Yellow Lady's-slipper

Cypripedium parviflorum Salisb. var. pubescens (Willd.) Knight

Orchis (Orchidaceae)
Woodland
Late Spring - usually the last half of May
Other names and notes
(Greater Yellow Lady's-slipper) One of the two Lady's-slippers in the Garden (the other being the Showy), the Yellow blooms first, usually by mid-May. There are several clumps, the largest near the patio area. The variety "pubescens" refers to the larger size of this variety compared to the "Smaller Yellow Lady's-slipper" Cypripedium parviflorum Salisb. var. makasin, which grows in swamps and bogs and was formerly present in the Garden (see historic photo below). The larger variety can occur more often on upland sites, which is where it is situated in the Garden. The flower stems of both can be 8 to 30" high with prominently ribbed oval leaves that mostly surround the stems. The long thin sepals are spirally twisted. The larger variety has flowers from 2 to 3 1/8" long and a pouch 1-1/8 to 2" long while the smaller variety has a flower is 1 to 2" long with the yellow pouch from 3/4" to 1 1/8" long and the sepals are darker. The pouches of both varieties may show purple veins. There is usually one but may be two flowers on an inflorescence. Both varieties are native to Minnesota in the "old woods" band north and east of a diagonal line from SE to NW Minnesota. The former scientific name for this species was Cypripedium calceolus var. pubescens.
Yellow Lady's-slipper
Single Flower
(Photo left above by Friends Member Melissa Hansen)  
Yellow Lady's-slipper pair
Yellow Lady's-slipper backside
Historic Photo - Immediately Below: A clump of Smaller Yellow Lady's-slipper in the Woodland Garden on June 6, 1957. Photo from a Kodachrome slide taken by Martha Crone.
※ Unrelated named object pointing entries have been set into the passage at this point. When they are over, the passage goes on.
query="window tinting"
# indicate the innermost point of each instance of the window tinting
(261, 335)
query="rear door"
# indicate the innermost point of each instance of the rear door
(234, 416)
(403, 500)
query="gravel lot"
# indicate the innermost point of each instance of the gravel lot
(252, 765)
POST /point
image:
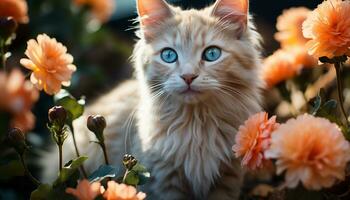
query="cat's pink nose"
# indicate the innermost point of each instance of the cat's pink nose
(189, 78)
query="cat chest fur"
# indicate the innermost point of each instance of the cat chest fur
(192, 141)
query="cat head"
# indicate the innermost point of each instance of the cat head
(191, 55)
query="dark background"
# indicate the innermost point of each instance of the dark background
(102, 58)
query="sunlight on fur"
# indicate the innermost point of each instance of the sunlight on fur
(197, 80)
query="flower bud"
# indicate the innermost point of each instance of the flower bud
(15, 138)
(58, 115)
(97, 124)
(129, 161)
(7, 27)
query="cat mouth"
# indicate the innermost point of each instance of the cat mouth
(190, 91)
Photo courtesy Minnesota Historical Society, Martha Crone Collection.
Lesser Yellow Lady's-slipper historic clump
 
 
Yellow Lady's-slipper
 

Notes: Eloise Butler's records show that she obtained plants of this species as early as 1907 from within Glenwood Park (Now called Theodore Wirth Park); then in 1907 and 1908 from a source in Mahtomedi, MN; in 1908 from Osceola, WI. In 1911 she gathered plants from a bog near Minnetonka, MN; there were several plantings in 1912, on May 22nd from Mound MN and on June 12 from Washburn Park, Minneapolis. Also, on June 18, 1916 ("2 clumps large") from 6th Ave. North in Minneapolis; "three large " on June 10, 1917 along Superior Blvd. in Minneapolis. Other records indicate specimens of this plant were acquired from Mahtomedi, MN; from the Glenwood Park Bog, Minneapolis; and from a meadow at Savage, MN. Martha Crone also planted a number of plants in 1934, 1935, 1936, 1937 and more introductions were made in later years. It is not long lived in a transplant environment as this indicates. From reports published in The Fringed Gentian™ we learn that poor rainfall in the late 1980s led to no bloom on the plants in 1988 and 1989. They finally bloomed again on May 23 1990 and then died out. In 1991 Gardener Cary George reported that the plants had disappeared. Fortunately, Friends member Judy Jones donated a large clump from her mother's garden. Cary divided it and planted one clump on the path to the front gate and another just of the patio area near Guidebook station 8. That is apparently, the clump that still blooms there. Cypripediums are difficult to grow via transplanting as explained in the article below.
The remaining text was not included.